Monday, February 18, 2008

Seaside Eleven

Sunday, we visited PR and his family and I stepped out for a run of 11.25 miles. I covered the distance in 1:40. I stopped at the turn-around for about 5 minutes to stretch and eat a Cliff Bar. My legs were sore from the previous day's, hilly trek. Yesterday's run was fairly tame, mostly flat, but the scenery was beautiful -- through sea side woods with some spectacular views of the ocean as well as some amazing real estate. It was a new run for me in a new place

I'm approaching this training a little differently. My body and my mind are different than they were nearly four years ago when I last trained for a 'thon. I'll walk a bit if I feel like it -- though not much, 30-40 second intervals to swig some Gatorade -- I'll stop for a bit at the turn around to charge up, stretch, whatever. I'm eating more when I run too -- I went out light yesterday, but I carried a pair of Cliff's, 24 ozs of Gatorade, and my cell phone.

I read Ultra Marathon Man by Dean Karnazes last fall, and while he's running ultras, that book really hammered home that you need to put in calories as you take them out. My ankle was killing me afterwards, and I jammed it up a bit while stepping off the road to let a car pass -- it sank in some soft pine needles. The injury is another thing I'm watching, and something that makes this training different. My ankle hurts, and my calf above the ankle hurts -- almost like there's a compensation injury brewing . . . I really focus on my stride and try to keep it the same on both legs, but a bio-mechanics expert I'm not. I'm going to do some stretching today of my legs and my ankle and hope to work it out.

A thing that was hammered home on yesterday's run was how important the in-between runs are. I noticed that in previous weeks I'm not as sore post-long-run when I do the weekday runs as I am today having missed the two short ones this past week. I missed them largely because of weather, so it's not like I was lazing, but it's important to run them.

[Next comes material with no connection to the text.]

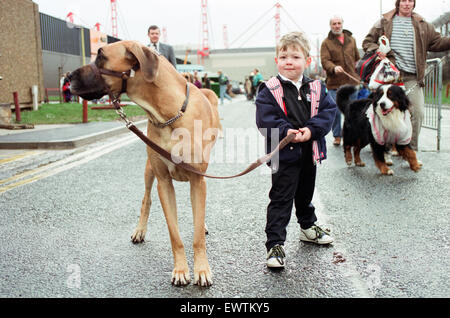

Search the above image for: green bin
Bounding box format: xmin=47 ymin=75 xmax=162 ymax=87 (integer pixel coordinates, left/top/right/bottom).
xmin=211 ymin=83 xmax=220 ymax=97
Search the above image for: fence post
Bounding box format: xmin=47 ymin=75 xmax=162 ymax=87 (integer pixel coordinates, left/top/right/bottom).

It's all about the process, embrace the process.

Finally, towards that end, I'm also going to try and write more about the process, and the details. We get a lot of visitors to this site, not just us, and I think that it will be interesting to see if they stick longer and comment more if we include more nitty-gritty and info-share. It might be cool to see the conversation expanded in the comments and help to make this thing even more useful than just a motivator -- it is web 2.0 after all.

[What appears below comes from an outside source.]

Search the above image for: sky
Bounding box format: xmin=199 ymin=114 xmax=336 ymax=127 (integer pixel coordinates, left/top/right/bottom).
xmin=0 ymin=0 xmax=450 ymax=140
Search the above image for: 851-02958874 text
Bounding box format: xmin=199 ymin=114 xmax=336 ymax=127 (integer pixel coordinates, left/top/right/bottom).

Saturday, February 16, 2008

South Shore Six, Sort Of

We went out and visited family this afternoon and I ducked out just after arrival for a quick trot through the scenic South Shore. The goal was to do 6, I got in about 5.5 in about 45. It was actually pretty hilly with some good climbs -- one in particular was quite long. My turnaround was a bridge over the North River -- it was beautiful. The sun was setting and the river was glass calm with just the tiniest eddies as the slack tide turned and the water was starting to flow back into the river.

I've got to do a half tomorrow . . . so, I'm going to map that route and kick it to bed. Sleep is one thing I've not been getting enough of in this training regimen, I'm eating well, not drinking very much booze, the running is working itself out but I'm not sleeping enough. I need to change that.

Tuesday, January 8, 2008

Rarities

So this post contains a bevy of rarities.

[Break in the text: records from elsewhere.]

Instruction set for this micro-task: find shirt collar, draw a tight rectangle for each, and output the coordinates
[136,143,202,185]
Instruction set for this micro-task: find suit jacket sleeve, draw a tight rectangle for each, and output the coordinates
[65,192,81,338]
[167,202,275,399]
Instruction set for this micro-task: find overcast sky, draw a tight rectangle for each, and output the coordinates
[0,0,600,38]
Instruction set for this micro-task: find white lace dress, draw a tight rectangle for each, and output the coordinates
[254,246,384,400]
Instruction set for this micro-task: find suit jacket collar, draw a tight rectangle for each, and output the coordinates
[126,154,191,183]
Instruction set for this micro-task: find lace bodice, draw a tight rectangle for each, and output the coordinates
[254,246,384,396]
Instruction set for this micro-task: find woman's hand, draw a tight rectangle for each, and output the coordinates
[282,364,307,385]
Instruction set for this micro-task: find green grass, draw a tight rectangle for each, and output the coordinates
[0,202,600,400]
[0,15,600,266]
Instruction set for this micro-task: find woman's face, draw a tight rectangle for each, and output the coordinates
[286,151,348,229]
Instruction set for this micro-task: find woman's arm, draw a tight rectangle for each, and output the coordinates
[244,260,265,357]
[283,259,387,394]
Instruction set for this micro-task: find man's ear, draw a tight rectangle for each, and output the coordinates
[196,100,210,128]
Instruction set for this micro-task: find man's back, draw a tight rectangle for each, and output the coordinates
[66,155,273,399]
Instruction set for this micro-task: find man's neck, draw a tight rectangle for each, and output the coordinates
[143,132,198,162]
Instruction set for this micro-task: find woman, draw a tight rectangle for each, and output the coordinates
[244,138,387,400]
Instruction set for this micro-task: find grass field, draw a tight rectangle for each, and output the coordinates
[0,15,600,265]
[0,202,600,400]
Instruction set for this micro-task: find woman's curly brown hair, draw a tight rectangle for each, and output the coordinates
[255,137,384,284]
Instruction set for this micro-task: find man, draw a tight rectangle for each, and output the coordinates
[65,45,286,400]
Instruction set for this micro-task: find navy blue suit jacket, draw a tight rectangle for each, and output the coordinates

I actually went out and ran two days after a prior run -- I went on Sunday as well.
I went running on my lunch break.
I went running in Newburyport, towards Plum Island -- I've never done that.
I saw huge hawk in a tree right near the Plum Island Airport.

I went out on Sunday for a 32 minute run. I told myself I'm not going to publish a post unless I go again on Tuesday -- the once/week running post is silly. I set my alarm for 6 AM and turned it off at 5:52 AM -- Child Two called out and woke me.
I tried to get up at 6:20 but it was dark . . . I wimped out. However, the weather is outrageously balmy today, pushing 60 F, so I threw my gear in my bag and went for it.

Sunday's run (3.7 in 32:16) was better than today's (3.5-4.0 in 30:25, I'm not sure where I turned around) which was hard. Maybe it was the warmth. Maybe I was bonking a bit because I was hungry. Maybe I'm just not in great shape right now. One thing running has taught me is humility -- there is no replacement for miles not run and you've got to work your way back. The ankle hurt pretty good at the beginning but feels OK right now. It's really something I need to monitor.

The view on this run was lovely -- I ran along the Joppa Flats at the mouth of the Merrimack River and the water was glass flat and a beautiful winter blue. The flats teemed with sea birds and geese and it was really great.